POSTS

On Versions

Versions are dead, long live versions

What version of Chrome are you using? Beyond the major version number, what version of your operating system are you on? If you deploy using Linux code, what version is your Linux Kernel?

My answer to those questions: I don’t know. Or didn’t. I just checked and I’m on version 42.0.2311.39 beta for Chrome, 10.10.2 for OS X, and 3.16.7-tinycore64 for my Docker VM I use for testing images. My life isn’t better for knowing that information, though.

The same is true for most of the software you create. The version number doesn’t matter, but to this day software developers don’t want to mark their software as version 1.0. 1.0 carries a lot of weight. To a lot of developer’s it means you’re done. It means you’re confident in it. It means things aren’t going to drastically change.

The Python community is afraid of 1.0. The only reason I can understand why is because it’s the largest case of collective imposter’s syndrome I’ve ever seen.

Don’t believe me? There are 61,564 Python packages that have been released according to this page. Of those, 40,489 have a version number that begins with 0. That’s two-thirds of the packages that I can’t tell anything from those version numbers.

For example, is virtual-touchpad more stable than Werkzeug? The former is at version 0.11 while the latter is only at 0.10.1. Of course, Werkzeug is almost certainly more stable. The download numbers seem to tell me that with it’s more than 20,000 downloads in the last day. Werkzeug runs a huge chunk of the web that’s powered by Python. Flask doesn’t exist without it.

Statements like the one in the previous paragraph that begin with “of course”, however, are only obvious with the correct reference. If you’re coming from world outside of the Python community, you don’t have that reference.

Sane Versions

Enter Sematic Versions. It can be described in a tweet, but here’s the slightly more expanded version.

  • Versions begin at 0.x. Anything in 0.x hasn’t been deployed anywhere and you’re still turning it into something useful. You make no guarantees about it.
  • The first code that’s used in production is 1.0.0. Production means it’s being used and not just written.
  • Versions follow Major.Minor.Bugfix.
  • Major version numbers are for backward compatibility. If this number changes, the API has changed and it means that code written against the old version won’t work with the new version in at least one case.
  • Minor versions are for new features. Nothing should break between versions 1.0.0 and 1.1.0 or 1.101.0.
  • Bugfix versions are for bugfixes. No new features are added here, just corrections to code to make sure it does what it’s supposed to.

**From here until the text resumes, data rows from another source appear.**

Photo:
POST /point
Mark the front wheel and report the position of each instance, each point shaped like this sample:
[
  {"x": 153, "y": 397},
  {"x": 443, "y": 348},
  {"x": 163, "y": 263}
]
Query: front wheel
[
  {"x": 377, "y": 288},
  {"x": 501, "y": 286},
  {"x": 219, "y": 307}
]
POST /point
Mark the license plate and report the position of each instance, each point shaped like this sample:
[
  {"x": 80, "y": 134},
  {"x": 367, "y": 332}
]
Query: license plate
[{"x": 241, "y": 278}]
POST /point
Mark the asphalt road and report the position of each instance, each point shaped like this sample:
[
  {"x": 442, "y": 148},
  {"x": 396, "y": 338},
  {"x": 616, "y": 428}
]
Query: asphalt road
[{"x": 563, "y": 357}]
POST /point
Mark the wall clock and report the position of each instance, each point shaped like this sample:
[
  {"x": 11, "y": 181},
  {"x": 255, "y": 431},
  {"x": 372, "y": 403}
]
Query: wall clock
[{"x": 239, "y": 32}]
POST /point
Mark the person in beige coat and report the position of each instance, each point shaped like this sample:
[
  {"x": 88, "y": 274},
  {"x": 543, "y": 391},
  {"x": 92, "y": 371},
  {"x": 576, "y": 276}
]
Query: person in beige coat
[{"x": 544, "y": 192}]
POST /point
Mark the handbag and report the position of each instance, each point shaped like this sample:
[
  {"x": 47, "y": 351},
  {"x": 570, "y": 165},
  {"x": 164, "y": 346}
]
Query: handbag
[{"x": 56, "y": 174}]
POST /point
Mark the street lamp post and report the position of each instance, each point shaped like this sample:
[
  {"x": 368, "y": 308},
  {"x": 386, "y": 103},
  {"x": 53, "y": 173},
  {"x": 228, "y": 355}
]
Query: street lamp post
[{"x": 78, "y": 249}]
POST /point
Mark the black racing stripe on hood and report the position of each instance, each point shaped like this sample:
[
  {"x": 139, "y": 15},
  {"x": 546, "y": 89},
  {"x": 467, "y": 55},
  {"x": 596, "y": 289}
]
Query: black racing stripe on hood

It’s really that simple. When I install your software package at version 1.2.0 I know that I can run anything before version 2.0.0 and it should all continue to work.

There are some devils hiding in the details. For example, how many back versions do you support? If you find a bug in version 1.3.0 that was present all the way back to 1.0.0, do you patch versions 1.0.x, 1.1.x, and 1.2.x as well? Does each new feature mean a minor version bump?

That’s up to you as a maintainer. There are no right answers to those questions: the main point is to make sure that code that works in one release doesn’t break in the next. If it does, and sometimes it needs to, bump the major version number.

Also, it’s ok to break. SemVer gives you the opportunity to convey to the users of your code that something needed change in ways that weren’t compatible with the previous code.

To the Python Community

Please consider adopting SemVer. What’s stopping you? Is it because you don’t think your code is ready to be called 1.0? I promise you, it is. It’s actually awesome!

All I want is for you to quit worrying about getting it perfect. Get it close to right, make it so people can use it. Then release it. If you get something wrong or need to fundamentally change the API, do it, but bump the major version number so everyone knows at what point their code might not just work™.

Software is just that: soft. It can, and should change. Don’t be afraid of v1.0 or v2.0 or v20.0.